SEC. 3. Clarification for Medicaid EHR payment incentives.

(a) In general.—Section 1903(t)(5) of the Social Security Act (42 U.S.C. 1396b(t)(5)) is amended—

(1) by adding at the end the following new subparagraph:

“(E) For purposes of determining the applicable amounts specified in subparagraph (A) of section 1886(n)(2), as applied by the first sentence of subparagraph (B)—

“(i) the provisions of subparagraph (H) of such section shall apply to a Medicaid provider described in paragraph (2)(B) consisting of a qualified main provider and one or more qualified remote inpatient locations (as such terms are defined in clause (iv) of such subparagraph (H)) in the same manner and to the same extent that such subparagraph applies to an eligible hospital described in clause (i) of such subparagraph, except that—

“(I) in applying the second sentence of clause (iv)(IV) of such subparagraph, with respect to a Medicaid provider described in paragraph (2)(B), in lieu of certifying that a remote inpatient location is a meaningful EHR user, the Medicaid provider shall certify that the remote inpatient location is described in paragraph (2)(B) and is in compliance with paragraph (6)(C) of this subsection for the year of payment involved; and

“(II) the first sentence of clause (iv)(IV) of such subparagraph shall be applied in the case of a Medicaid provider described in paragraph (2)(B)(i) without regard to the requirement that inpatient hospital services provided are paid for under section 1886(d); and

“(ii) an election made under subparagraph (H) of such section by an eligible hospital described in clause (i) of such subparagraph that is a Medicaid provider described in paragraph (2)(B), shall apply.

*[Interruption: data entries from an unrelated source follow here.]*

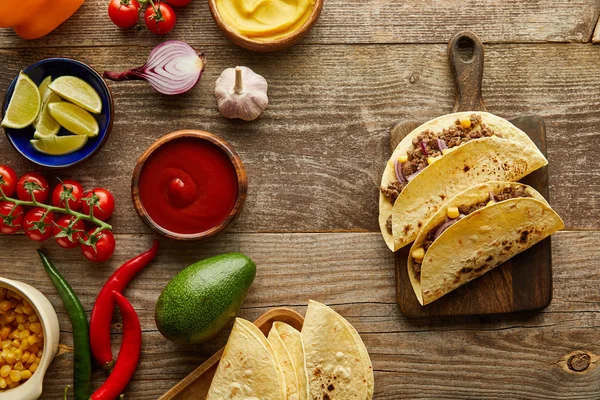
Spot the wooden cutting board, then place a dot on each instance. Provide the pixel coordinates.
(524, 283)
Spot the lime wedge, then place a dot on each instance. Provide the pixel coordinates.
(24, 105)
(77, 91)
(59, 145)
(44, 85)
(45, 125)
(74, 118)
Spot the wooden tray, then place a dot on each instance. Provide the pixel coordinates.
(524, 283)
(195, 386)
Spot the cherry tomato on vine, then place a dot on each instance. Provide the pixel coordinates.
(124, 13)
(104, 203)
(105, 246)
(33, 179)
(8, 180)
(76, 191)
(62, 230)
(10, 222)
(160, 18)
(36, 226)
(179, 3)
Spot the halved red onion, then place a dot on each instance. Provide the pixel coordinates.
(398, 169)
(173, 67)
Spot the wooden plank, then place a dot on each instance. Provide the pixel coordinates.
(351, 21)
(315, 158)
(516, 356)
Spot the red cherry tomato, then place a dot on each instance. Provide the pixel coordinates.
(62, 235)
(105, 203)
(124, 13)
(8, 180)
(33, 179)
(10, 222)
(160, 18)
(105, 247)
(179, 3)
(35, 227)
(76, 191)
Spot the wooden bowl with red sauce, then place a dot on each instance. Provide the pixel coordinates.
(189, 185)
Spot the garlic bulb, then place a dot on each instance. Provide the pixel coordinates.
(241, 93)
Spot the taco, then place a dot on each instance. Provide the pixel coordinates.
(292, 340)
(476, 231)
(284, 358)
(418, 180)
(248, 367)
(337, 361)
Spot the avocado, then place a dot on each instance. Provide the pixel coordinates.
(203, 298)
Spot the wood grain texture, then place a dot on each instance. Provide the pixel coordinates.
(515, 356)
(354, 21)
(315, 158)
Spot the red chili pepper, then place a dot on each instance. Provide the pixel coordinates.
(129, 355)
(105, 305)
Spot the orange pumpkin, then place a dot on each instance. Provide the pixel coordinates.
(15, 12)
(42, 23)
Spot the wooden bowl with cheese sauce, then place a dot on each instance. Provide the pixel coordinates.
(267, 25)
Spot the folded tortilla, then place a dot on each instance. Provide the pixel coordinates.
(337, 361)
(248, 368)
(495, 222)
(292, 341)
(490, 148)
(286, 362)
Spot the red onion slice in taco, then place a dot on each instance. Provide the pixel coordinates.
(425, 169)
(489, 233)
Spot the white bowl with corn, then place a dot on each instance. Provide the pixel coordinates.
(29, 334)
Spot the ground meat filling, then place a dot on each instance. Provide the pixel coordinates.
(388, 225)
(461, 132)
(506, 194)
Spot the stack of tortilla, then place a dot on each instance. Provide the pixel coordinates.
(449, 188)
(327, 360)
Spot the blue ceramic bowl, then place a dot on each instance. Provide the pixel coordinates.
(56, 67)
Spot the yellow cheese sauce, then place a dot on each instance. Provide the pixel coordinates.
(265, 19)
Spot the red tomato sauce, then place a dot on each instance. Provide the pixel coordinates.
(188, 186)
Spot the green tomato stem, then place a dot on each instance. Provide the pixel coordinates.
(101, 224)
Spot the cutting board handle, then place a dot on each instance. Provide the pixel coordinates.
(468, 73)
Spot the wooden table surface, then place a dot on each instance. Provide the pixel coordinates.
(314, 162)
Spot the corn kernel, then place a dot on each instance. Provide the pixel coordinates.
(15, 376)
(5, 371)
(30, 359)
(453, 212)
(5, 305)
(4, 332)
(35, 327)
(418, 254)
(32, 339)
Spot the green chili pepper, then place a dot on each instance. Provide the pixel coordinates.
(82, 370)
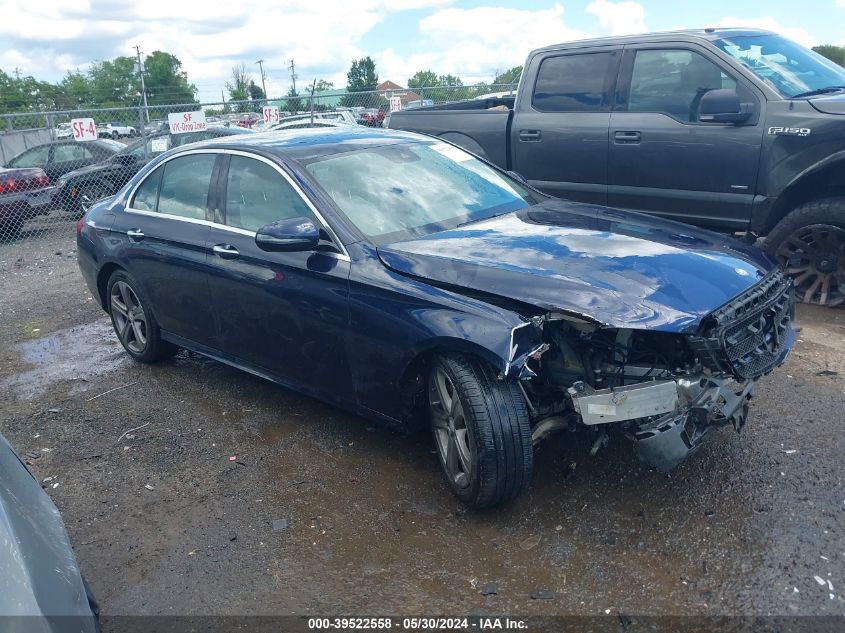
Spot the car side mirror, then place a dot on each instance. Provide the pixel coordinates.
(285, 236)
(517, 176)
(722, 106)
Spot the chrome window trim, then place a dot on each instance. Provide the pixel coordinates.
(343, 255)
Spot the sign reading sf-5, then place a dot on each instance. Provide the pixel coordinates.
(404, 279)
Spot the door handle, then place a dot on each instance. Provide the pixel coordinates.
(627, 137)
(225, 251)
(530, 136)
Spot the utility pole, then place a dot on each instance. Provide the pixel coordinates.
(143, 87)
(293, 75)
(260, 63)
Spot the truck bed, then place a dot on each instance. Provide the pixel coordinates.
(481, 126)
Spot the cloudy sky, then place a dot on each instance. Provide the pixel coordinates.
(469, 38)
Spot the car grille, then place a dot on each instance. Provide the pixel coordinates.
(746, 336)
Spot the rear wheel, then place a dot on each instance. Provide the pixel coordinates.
(10, 228)
(133, 321)
(481, 429)
(810, 245)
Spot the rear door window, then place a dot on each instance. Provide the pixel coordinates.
(185, 184)
(575, 83)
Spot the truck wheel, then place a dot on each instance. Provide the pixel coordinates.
(481, 429)
(810, 245)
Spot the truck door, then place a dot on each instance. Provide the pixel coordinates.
(559, 138)
(662, 159)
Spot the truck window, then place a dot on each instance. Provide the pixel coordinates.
(673, 81)
(573, 83)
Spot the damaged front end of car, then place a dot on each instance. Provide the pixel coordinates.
(665, 391)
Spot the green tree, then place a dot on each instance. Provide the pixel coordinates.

The Secretary may make appropriate adjustments to the overall hospital EHR amount under subparagraph (B), with respect to a Medicaid provider described in paragraph (2)(B), to take into account the provisions of this subparagraph.”; and

(2) in the first sentence of subparagraph (B), by inserting “and subject to subparagraph (E)” after “For purposes of this paragraph”.

(b) Effective date.—The amendments made by this section shall apply as if included in the enactment of the American Recovery and Reinvestment Act of 2009 (Public Law 111–5).